BORIS VIAN, EN AVANT LA ZIZIQUE

BORIS VIAN, EN AVANT LA ZIZIQUE

Magazine n°25 du 13 au 19 juin 2009

Figure mythique du Paris d’après-guerre, écrivain, auteur, chanteur et musicien, Boris Vian a disparu il y a tout juste cinquante ans. Reportage sur le tournage de Bulles de Vian, une fiction musicale qui lui rend un hommage insolite, avec Antoine de Caunes.

Paris, 1953. Boris Vian et Ursula Kübler, sa compagne, tombent sous le charme d’un appartement aménagé dans d’anciennes loges du Moulin-Rouge.
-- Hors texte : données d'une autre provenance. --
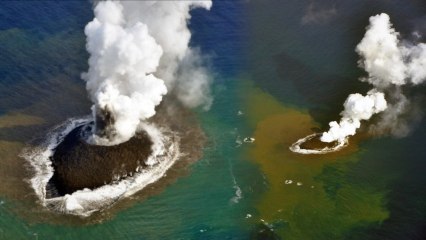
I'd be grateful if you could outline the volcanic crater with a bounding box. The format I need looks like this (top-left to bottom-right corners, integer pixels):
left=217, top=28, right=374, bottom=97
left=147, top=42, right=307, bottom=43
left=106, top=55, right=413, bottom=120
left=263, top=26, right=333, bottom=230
left=46, top=123, right=153, bottom=198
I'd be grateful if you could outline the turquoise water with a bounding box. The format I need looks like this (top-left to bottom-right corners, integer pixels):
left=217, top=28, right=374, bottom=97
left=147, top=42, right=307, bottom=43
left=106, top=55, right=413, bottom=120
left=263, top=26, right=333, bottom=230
left=0, top=0, right=426, bottom=239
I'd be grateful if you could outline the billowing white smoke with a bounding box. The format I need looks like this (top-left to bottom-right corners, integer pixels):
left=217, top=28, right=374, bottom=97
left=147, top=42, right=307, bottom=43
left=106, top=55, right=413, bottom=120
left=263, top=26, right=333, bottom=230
left=321, top=13, right=426, bottom=142
left=321, top=90, right=387, bottom=142
left=82, top=1, right=212, bottom=145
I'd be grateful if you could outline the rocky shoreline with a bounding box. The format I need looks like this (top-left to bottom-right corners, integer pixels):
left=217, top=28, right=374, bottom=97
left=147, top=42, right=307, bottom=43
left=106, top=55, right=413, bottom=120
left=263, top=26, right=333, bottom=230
left=46, top=126, right=152, bottom=198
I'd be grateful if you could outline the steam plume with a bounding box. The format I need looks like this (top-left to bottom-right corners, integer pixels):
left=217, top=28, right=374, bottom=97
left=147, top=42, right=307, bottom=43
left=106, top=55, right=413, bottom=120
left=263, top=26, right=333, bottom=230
left=82, top=1, right=212, bottom=145
left=321, top=13, right=426, bottom=142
L’appartement est niché au bout de la Cité Véron, une ruelle qui jouxte le cabaret. C’est ici que l’auteur de L’écume des jours et de L’arrache-coeur composera ses plus célèbres chansons. On y croisera Raymond Queneau, Miles Davis, Henri Salvador… Sous les ailes inchangées du Moulin, en ce printemps 2009, Antoine de Caunes fume une cigarette. La place Blanche est noire de monde, mais personne ne le remarque. Dans quelques minutes aura lieu le tournage des dernières scènes de Bulles de Vian, une fiction musicale réalisée en hommage à l’écrivain- poète-chanteur-musicien. “Ce film est un ovni, tout à fait dans l’esprit de Vian ; ça part dans tous les sens !”, résume le comédien. L’histoire : au matin du 23 juin 2009, cinquante ans jour pour jour après la mort de Vian, Antoine de Caunes se réveille et découvre qu’un étrange phénomène frappe la France : tout le monde “parle” Vian ! Dans les rues, à la télévision, à la radio, les mots du poète sont sur toutes les lèvres…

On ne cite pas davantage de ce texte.